Organizational Affiliations
Highlights - Output
Book chapter
Published 15/10/2023
Interpreting technologies: current and future trends, 72 - 108
Video mediated interpreting (VMI) remains perhaps one of the most controversial topics in interpreting studies. The practice of VMI has, however, grown rapidly during the Covid-19 pandemic, and the global shift towards working online for prolonged periods has also shifted the focus of research on VMI from investigating the feasibility of VMI to developing a better understanding of the factors that can contribute to sustaining it. Pre-pandemic research on VMI has spanned all fields of interpreting: conference (e.g., Moser-Mercer, 2003; Mouzourakis, 2006; Roziner and Shlesinger, 2010), legal (e.g., Braun and Taylor, 2012a; Braun, Davitti and Dicerto, 2018; Fowler, 2018) and medical (e.g., Locatis et al., 2010; De Boe, 2020; Hansen and Svennevig, 2021). This research has generated mixed, sometimes contradictory results. In relation to legal settings, the main lines of enquiry revolve around the classical aspects of interpreting quality (Balogh and Hertog, 2011; Braun, 2013, 2014; Braun and Taylor, 2012b; Miler-Cassino and Rybinska, 2012), interpreters’ working conditions (Fowler, 2018), the interpreter’s role (Devaux, 2016) as well as participants’ behaviour (Fowler, 2016), the communicative ecology of VMI (Licoppe and Verdier, 2013; Licoppe, 2015; Licoppe and Veyrier, 2017) and the impact of VMI training on interpreting performance and stakeholders’ perceptions of VMI (e.g. Braun et al., 2012; Braun, 2014).
The existing research conducted within legal settings indicates that VMI creates a range of challenges, but also that some of them are specific to the actual configuration of VMI that is used, especially the distribution of participants. For court hearings in which the interpreter is not co-located with the participant requiring the interpretation, two of the main challenges identified in previous research are a lack of rapport between the interpreter and the remote end user (Fowler, 2016) and limitations regarding the mode of interpreting. Licoppe and Verdier (2013), for example, found that interpreters could only work in consecutive mode in this setting and were thus reliant on the other participants’ awareness or willingness to pause for the interpretation. However, further studies of authentic legal proceedings are needed to confirm the identified challenges and to establish best practices for each configuration. There also seems to be a lack of consensus among interpreters regarding their perceptions of VMI, with some interpreters expressing a more positive attitude towards it and others struggling to see beyond the ‘cost-cutting’ implications (Devaux, 2016; Braun, Davitti and Dicerto, 2018). This poses the question whether there are also individual differences at play influencing how interpreters renegotiate the video-mediated modality with its added layers of complexity (Braun, 2018).
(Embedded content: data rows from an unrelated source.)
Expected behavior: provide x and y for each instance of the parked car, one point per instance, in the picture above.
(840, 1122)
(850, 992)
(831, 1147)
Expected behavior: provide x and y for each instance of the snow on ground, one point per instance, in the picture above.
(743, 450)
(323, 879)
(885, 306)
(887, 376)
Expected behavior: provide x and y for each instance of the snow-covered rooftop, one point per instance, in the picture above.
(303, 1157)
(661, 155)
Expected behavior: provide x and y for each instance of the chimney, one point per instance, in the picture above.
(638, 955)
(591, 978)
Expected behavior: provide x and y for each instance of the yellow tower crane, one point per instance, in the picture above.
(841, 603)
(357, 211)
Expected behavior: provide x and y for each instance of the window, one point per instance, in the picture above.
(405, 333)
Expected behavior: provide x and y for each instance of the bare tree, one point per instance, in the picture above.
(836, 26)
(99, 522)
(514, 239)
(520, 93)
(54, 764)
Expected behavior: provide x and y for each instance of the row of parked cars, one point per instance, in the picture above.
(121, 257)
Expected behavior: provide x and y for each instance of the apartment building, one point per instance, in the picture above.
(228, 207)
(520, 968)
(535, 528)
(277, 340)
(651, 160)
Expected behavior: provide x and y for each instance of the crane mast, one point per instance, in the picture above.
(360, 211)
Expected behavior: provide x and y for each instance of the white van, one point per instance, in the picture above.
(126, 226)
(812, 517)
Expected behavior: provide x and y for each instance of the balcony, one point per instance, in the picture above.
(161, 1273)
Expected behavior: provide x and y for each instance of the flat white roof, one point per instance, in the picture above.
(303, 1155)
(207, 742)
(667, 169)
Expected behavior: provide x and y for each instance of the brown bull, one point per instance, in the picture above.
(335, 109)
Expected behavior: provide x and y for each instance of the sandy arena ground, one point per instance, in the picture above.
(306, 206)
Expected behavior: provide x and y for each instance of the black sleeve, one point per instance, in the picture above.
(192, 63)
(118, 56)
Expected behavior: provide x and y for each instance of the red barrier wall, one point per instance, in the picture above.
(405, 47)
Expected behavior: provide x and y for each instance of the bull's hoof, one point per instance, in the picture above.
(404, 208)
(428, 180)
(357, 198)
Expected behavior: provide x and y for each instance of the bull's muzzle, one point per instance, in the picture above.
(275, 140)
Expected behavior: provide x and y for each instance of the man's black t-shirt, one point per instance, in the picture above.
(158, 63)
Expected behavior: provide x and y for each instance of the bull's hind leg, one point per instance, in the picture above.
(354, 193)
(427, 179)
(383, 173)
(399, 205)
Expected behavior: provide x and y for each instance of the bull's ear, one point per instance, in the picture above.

In this chapter we examine one particular configuration of VMI in which a defendant takes part in the proceedings via video link from prison whilst all other participants including the interpreter are physically present in the courtroom. Drawing on observation and interview data collected between March 2019 and March 2020 in magistrates’ courts in the London area, with a focus on extradition hearings, we examine the complexities of VMI in this configuration, and the associated strategies employed by the interpreters who participated in this study. We focus on three aspects, namely a) challenges encountered by interpreters when working in the described VMI configuration, i.e. factors that have a negative impact on the interpreting process or outcome and/or on the proceedings in this configuration, and interpreters’ responses (strategies); b) aspects that compensate for the challenges; and c) positive aspects of VMI. This is a first step towards answering our central question in this study, namely to what extent the selection of interpreting strategies is related to individual differences between interpreters.